Regardless, amazing overview, thanks a bunch for sharing
@familiabartolome9725 День назад ⁺¹
such a good overview - thank you for the insights, quite instructive and accessible
@sanesanyo 2 дня назад ⁺²
Thank you so much for such an informative video 🙏🙏.
@openroomxyz 2 дня назад ⁺³
Thanks for creating this video
@novantha1 7 часов назад
I find this ridiculous and remarkably improbable. Did you see the missed space in the example CoT from o1? That matches Sam Altman’s laidback writing style, he’s clearly writing all the CoT a test-time by hand.
@theK594 2 дня назад
This is fantastic work❤!
@HansKonrad-ln1cg День назад
for search it is important to search over ideas. not letters or tokens or words or sentences or paragraphs but ideas. so an llm needs to be able to output a token that says that it has finished laying out an idea, and thus a new idea can begin at this point. if an llm is constantly interrupted at the lower levels, it can never fully finish the idea. that would also help battle the combinatorial explosion that makes search on lower levels untreatable. its like a human chess player that only considers a few moves vs a brute force algorithm that considers millions of moves that are leading nowhere.
@srush_nlp 23 часа назад
Agreed. Lots of choices though in how to actually build that. Need steps that cause tangible progress.
@vaioslaschos День назад
That is awesome. It saved me lots of time. I am trying to use some of these techniques for the AIMO Kaggle contest. If anyone is interested drop me a message.

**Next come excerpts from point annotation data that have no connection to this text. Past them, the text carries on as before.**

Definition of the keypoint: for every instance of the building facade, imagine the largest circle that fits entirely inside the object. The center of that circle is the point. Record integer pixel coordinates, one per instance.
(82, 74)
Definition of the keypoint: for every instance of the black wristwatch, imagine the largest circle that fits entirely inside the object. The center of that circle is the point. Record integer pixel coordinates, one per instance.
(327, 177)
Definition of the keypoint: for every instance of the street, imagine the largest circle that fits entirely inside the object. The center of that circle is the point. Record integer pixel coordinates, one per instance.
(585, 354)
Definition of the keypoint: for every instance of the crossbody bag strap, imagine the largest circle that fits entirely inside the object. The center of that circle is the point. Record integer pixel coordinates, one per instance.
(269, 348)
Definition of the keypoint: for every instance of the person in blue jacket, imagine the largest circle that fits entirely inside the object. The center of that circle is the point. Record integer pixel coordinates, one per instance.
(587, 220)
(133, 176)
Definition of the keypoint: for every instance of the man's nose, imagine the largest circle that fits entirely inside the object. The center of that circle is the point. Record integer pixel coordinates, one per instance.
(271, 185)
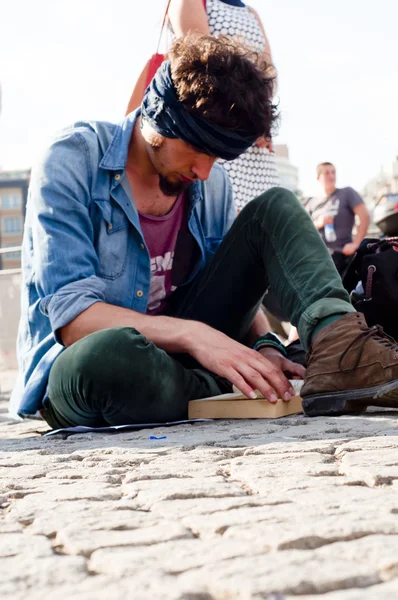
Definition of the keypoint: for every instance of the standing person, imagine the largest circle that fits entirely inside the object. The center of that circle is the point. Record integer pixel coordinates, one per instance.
(334, 213)
(254, 172)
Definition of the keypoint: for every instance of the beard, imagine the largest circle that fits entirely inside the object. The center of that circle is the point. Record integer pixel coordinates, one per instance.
(172, 188)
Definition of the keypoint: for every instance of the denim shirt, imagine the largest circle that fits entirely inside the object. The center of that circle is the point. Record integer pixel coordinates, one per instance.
(83, 243)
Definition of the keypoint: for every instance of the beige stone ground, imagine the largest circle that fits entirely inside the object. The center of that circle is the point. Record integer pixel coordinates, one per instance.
(294, 508)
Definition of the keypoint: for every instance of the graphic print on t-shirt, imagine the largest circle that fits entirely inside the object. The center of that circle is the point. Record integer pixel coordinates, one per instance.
(160, 266)
(160, 234)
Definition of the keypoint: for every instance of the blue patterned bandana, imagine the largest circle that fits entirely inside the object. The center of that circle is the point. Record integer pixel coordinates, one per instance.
(164, 112)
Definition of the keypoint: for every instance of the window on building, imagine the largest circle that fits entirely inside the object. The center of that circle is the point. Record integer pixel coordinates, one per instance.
(9, 201)
(8, 256)
(12, 225)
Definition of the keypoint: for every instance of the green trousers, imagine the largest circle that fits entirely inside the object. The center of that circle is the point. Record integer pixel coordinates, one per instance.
(116, 376)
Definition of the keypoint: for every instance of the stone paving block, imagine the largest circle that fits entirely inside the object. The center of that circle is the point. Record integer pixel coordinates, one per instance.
(78, 540)
(295, 572)
(383, 591)
(374, 466)
(173, 557)
(146, 493)
(245, 510)
(95, 516)
(29, 571)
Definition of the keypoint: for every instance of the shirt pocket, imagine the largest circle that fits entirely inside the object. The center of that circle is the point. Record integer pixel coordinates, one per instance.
(112, 244)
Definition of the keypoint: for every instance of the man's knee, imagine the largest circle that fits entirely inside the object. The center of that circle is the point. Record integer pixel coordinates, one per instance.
(99, 356)
(274, 199)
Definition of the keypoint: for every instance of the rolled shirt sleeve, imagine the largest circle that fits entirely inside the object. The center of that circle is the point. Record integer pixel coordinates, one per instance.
(65, 262)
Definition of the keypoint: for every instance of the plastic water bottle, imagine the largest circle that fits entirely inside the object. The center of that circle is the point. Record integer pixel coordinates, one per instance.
(330, 233)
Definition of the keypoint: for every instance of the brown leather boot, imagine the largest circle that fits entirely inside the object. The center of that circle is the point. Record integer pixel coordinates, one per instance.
(350, 367)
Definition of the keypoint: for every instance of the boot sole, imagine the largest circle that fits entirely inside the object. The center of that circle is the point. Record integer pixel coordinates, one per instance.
(351, 401)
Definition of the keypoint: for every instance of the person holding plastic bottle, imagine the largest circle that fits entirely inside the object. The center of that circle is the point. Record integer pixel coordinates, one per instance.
(333, 214)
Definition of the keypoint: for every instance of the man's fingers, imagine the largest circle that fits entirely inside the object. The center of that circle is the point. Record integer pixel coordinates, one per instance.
(239, 382)
(258, 382)
(293, 368)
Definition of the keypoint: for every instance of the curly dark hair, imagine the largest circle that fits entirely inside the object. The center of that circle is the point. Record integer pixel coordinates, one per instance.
(224, 82)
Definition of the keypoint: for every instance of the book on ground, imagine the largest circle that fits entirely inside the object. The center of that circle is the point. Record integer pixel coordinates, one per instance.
(237, 406)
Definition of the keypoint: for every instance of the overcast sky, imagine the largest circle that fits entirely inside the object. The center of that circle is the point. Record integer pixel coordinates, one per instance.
(67, 60)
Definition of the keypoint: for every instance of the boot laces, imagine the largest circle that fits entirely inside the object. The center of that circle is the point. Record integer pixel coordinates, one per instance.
(376, 333)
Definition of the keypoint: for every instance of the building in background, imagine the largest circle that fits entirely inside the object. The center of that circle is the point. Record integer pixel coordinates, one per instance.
(13, 196)
(287, 171)
(386, 182)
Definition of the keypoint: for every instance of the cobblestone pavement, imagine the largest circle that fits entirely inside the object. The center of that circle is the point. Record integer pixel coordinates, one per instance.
(293, 508)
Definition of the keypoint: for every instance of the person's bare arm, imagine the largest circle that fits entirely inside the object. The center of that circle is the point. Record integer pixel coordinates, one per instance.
(188, 15)
(364, 220)
(168, 333)
(247, 369)
(267, 55)
(322, 221)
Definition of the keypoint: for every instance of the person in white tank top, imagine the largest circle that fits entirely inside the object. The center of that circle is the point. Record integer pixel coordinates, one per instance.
(254, 172)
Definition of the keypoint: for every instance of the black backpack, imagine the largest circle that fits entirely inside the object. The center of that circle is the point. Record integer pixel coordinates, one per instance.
(371, 280)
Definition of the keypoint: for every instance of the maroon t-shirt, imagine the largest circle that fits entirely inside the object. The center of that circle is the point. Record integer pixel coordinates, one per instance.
(160, 234)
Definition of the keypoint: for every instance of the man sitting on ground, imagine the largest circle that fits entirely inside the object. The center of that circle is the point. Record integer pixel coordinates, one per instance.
(141, 291)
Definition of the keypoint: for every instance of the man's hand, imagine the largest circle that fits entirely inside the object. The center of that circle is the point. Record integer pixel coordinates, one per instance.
(350, 249)
(264, 142)
(247, 369)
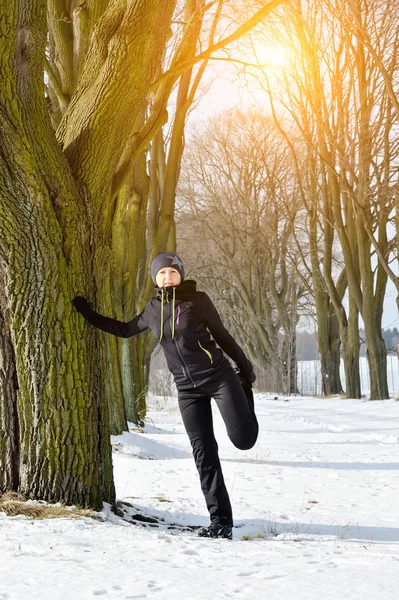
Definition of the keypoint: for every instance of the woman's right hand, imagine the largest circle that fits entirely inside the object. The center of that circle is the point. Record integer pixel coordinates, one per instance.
(82, 305)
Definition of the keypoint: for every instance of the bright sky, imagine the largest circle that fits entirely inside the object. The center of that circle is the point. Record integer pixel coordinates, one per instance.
(227, 92)
(315, 502)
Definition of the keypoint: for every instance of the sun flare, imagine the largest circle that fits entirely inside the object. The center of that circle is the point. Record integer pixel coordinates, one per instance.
(268, 55)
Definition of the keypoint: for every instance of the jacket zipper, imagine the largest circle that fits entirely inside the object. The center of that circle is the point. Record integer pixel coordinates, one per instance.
(206, 352)
(185, 367)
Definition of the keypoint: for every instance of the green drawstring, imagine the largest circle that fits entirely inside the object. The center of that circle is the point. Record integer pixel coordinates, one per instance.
(173, 314)
(160, 337)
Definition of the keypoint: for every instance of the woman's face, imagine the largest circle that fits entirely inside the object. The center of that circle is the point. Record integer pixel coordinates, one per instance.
(167, 276)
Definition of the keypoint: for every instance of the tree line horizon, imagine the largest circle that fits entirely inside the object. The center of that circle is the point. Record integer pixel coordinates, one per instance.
(291, 208)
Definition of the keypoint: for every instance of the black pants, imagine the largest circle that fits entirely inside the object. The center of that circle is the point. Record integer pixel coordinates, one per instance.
(242, 429)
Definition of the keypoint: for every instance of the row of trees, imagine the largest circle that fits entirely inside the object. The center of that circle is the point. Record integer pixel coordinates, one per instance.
(94, 101)
(316, 213)
(94, 98)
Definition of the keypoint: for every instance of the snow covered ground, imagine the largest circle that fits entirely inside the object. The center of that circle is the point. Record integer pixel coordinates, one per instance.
(316, 511)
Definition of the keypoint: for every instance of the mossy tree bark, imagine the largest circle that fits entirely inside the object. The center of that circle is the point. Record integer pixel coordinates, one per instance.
(60, 449)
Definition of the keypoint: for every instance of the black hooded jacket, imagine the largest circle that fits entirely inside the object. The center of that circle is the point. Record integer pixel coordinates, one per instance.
(190, 331)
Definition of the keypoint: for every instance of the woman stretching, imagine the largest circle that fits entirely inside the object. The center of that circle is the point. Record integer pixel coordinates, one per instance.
(194, 341)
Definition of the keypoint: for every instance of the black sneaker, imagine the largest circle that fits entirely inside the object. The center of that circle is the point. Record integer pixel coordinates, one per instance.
(216, 530)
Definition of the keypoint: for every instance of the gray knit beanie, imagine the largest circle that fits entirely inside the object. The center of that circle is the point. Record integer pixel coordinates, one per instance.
(166, 259)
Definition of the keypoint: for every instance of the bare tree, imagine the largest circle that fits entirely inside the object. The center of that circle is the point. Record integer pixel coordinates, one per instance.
(242, 205)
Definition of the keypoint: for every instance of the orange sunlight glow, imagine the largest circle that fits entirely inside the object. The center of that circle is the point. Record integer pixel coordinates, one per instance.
(270, 55)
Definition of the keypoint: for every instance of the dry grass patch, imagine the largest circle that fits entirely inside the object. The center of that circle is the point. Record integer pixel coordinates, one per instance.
(13, 504)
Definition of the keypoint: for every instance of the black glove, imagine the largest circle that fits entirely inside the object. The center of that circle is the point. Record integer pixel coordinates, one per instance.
(82, 305)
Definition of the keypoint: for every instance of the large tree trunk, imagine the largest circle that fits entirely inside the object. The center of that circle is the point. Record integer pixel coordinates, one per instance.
(329, 346)
(9, 428)
(61, 448)
(351, 351)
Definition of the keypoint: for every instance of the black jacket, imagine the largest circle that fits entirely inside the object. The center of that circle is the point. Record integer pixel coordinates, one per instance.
(187, 325)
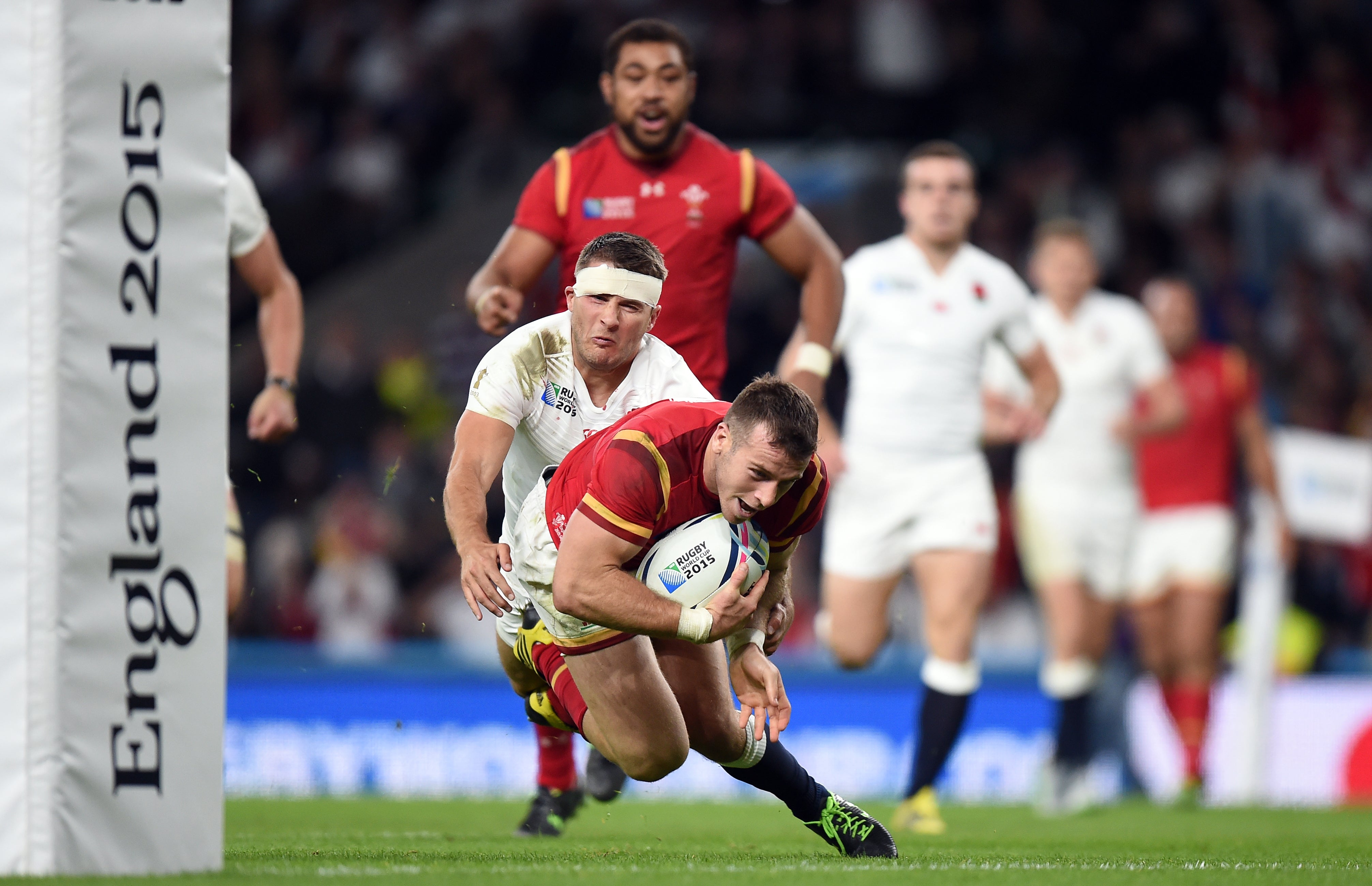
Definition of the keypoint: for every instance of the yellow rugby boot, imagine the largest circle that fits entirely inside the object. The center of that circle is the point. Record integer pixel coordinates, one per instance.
(532, 633)
(920, 814)
(540, 712)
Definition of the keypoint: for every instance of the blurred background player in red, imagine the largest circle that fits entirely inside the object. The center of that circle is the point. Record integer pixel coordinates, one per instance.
(655, 175)
(257, 257)
(1186, 549)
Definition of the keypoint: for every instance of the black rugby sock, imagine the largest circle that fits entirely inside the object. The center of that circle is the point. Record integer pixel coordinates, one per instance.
(1073, 732)
(940, 723)
(781, 776)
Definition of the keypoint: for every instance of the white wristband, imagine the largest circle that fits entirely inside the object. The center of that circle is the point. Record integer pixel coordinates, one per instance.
(695, 625)
(736, 641)
(816, 358)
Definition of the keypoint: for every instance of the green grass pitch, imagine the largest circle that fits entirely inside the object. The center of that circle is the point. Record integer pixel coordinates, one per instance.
(286, 841)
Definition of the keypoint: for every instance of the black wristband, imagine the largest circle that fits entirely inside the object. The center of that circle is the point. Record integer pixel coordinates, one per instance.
(286, 384)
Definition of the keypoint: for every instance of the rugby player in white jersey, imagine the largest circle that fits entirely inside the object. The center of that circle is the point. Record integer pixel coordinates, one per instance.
(1076, 495)
(536, 396)
(916, 491)
(280, 330)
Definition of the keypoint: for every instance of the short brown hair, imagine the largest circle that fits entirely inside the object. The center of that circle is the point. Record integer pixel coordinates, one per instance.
(939, 147)
(785, 411)
(1061, 230)
(647, 31)
(625, 250)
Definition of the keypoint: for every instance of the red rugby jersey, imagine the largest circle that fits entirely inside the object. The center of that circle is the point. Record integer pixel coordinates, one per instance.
(641, 478)
(1194, 465)
(694, 208)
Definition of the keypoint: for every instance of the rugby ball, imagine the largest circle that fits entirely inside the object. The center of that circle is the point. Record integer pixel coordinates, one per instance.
(695, 560)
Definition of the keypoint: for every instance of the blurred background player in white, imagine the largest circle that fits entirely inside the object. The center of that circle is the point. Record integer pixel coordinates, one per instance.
(1076, 499)
(916, 491)
(282, 331)
(534, 397)
(1184, 555)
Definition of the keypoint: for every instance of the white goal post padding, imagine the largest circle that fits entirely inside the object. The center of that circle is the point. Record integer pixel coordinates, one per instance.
(113, 384)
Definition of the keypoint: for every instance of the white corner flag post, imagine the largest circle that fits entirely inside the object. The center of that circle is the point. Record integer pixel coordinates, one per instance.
(113, 386)
(1262, 601)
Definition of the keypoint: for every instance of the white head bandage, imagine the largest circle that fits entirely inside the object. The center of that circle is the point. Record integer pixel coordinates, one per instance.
(626, 285)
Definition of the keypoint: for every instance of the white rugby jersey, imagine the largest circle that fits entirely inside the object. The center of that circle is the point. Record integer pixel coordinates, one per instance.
(914, 343)
(1105, 354)
(248, 218)
(529, 382)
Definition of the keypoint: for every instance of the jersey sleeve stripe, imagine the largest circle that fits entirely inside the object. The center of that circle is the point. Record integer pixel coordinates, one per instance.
(665, 476)
(809, 495)
(748, 180)
(562, 180)
(615, 519)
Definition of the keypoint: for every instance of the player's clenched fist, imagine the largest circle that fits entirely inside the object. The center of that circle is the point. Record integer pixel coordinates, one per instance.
(730, 608)
(761, 692)
(497, 309)
(482, 581)
(272, 416)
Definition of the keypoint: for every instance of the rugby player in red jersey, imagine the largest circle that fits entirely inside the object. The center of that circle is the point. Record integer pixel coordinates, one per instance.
(655, 175)
(1184, 553)
(641, 677)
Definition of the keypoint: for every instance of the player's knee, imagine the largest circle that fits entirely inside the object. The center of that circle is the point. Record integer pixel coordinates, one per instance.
(852, 656)
(656, 762)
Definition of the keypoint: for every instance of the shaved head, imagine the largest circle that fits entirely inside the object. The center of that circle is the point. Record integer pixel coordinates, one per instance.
(1172, 302)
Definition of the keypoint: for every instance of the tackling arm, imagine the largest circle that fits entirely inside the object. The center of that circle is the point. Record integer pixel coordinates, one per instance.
(810, 256)
(479, 450)
(496, 293)
(591, 583)
(280, 330)
(831, 441)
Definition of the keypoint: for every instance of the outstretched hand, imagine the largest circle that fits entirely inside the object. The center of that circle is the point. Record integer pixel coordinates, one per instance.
(483, 583)
(730, 607)
(761, 692)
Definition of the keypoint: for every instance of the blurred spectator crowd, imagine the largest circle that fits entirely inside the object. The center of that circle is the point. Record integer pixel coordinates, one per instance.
(1226, 139)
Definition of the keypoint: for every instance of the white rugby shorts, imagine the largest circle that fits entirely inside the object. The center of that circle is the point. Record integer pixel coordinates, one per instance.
(534, 559)
(881, 514)
(1195, 544)
(1067, 531)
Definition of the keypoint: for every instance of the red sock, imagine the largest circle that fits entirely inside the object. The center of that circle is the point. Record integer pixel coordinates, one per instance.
(1191, 712)
(1169, 700)
(556, 767)
(566, 699)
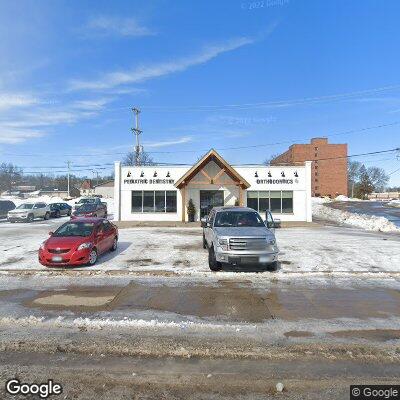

@DistortedV12 2 дня назад ⁺¹
Did he mention that they use reasoning tokens?
@srush_nlp 2 дня назад ⁺²
Oh no I forgot to mention that! In my notation the reasoning token is how you know to move from z to y. It's kind of implied by the color changing from green to red.
@wwkk4964 2 дня назад
Brilliant!
@DistortedV12 2 дня назад
I think not following from expert examples is a stretch. They could of helped finetune the CoT mechanism having people write out their thought processes while solving problems especially for math and coding. Edit: i see it addressed at 20:30
@srush_nlp 2 дня назад ⁺¹
Yeah I agree that there are expert examples somewhere in the training procedure. Wanted to emphasize that these play less of a role than I would have assumed before diving into this area (if you believe the OAI comments).
@tankieslayer6927 2 дня назад ⁺¹
@@DistortedV12 I think to achieve scale, the data has to be generated by the model itself via a step-by-step prompt, the correctness of the solution has to be easily verified. For example, the AIME problems have an integer solution between 0-999. One can then use process and advantage reward on such dataset.
@420_gunna 2 дня назад ⁺¹
Goat
@DistortedV12 2 дня назад
Thinking LLMs from Meta, LLM-Berry, ARC AGI paper from MIT on test time training. Can someone (a LLM) ideally Noam Brown or otherwise comment how these are related to what is discussed here?
@srush_nlp 2 дня назад
* Thinking LLMs is quite related. It uses an LLM as the verifier (I was emphasizing automatic verifiers in this talk.).
* LLM-Berry is an effort to do a MCTS style search on existing Llama models without learning.
* ARC-AGI paper that came out today seems really neat! They do SGD at test time, so pretty different than these methods that only do CoT at test time.
@DistortedV12 2 дня назад
@@srush_nlp thank you so much for responding to my questions! Very great talk / liked how you pointed out the core problem so other researchers can focus efforts
@tankieslayer6927 2 дня назад ⁺⁶
Test compute capability is still constrained by the data used for the RL training, which is harder to curate. You can give a D student an infinite amount of time on an exam and he is certainly not going to get an A.
@wwkk4964 2 дня назад ⁺²
Depends entirely on the verifier and the test.
@haiderameer9473 День назад
But synthetic data can solve this restraint. Just have increasingly more capable models create more synthetic data to allow further reinforcement learning, and so on.
@ambientswn День назад
@@haiderameer9473 No it doesn't as its still combinatorics at work, D -> A remains a challenge. No amount of recursive repetition of one domain over even seemingly infinite window of time will make you an expert in another that you know little about
@NerdCrusader 2 дня назад ⁺¹
Has to be process reward
@srush_nlp 2 дня назад ⁺¹
Yeah, it definitely seems like that is part of the equation. The question is whether that is everything.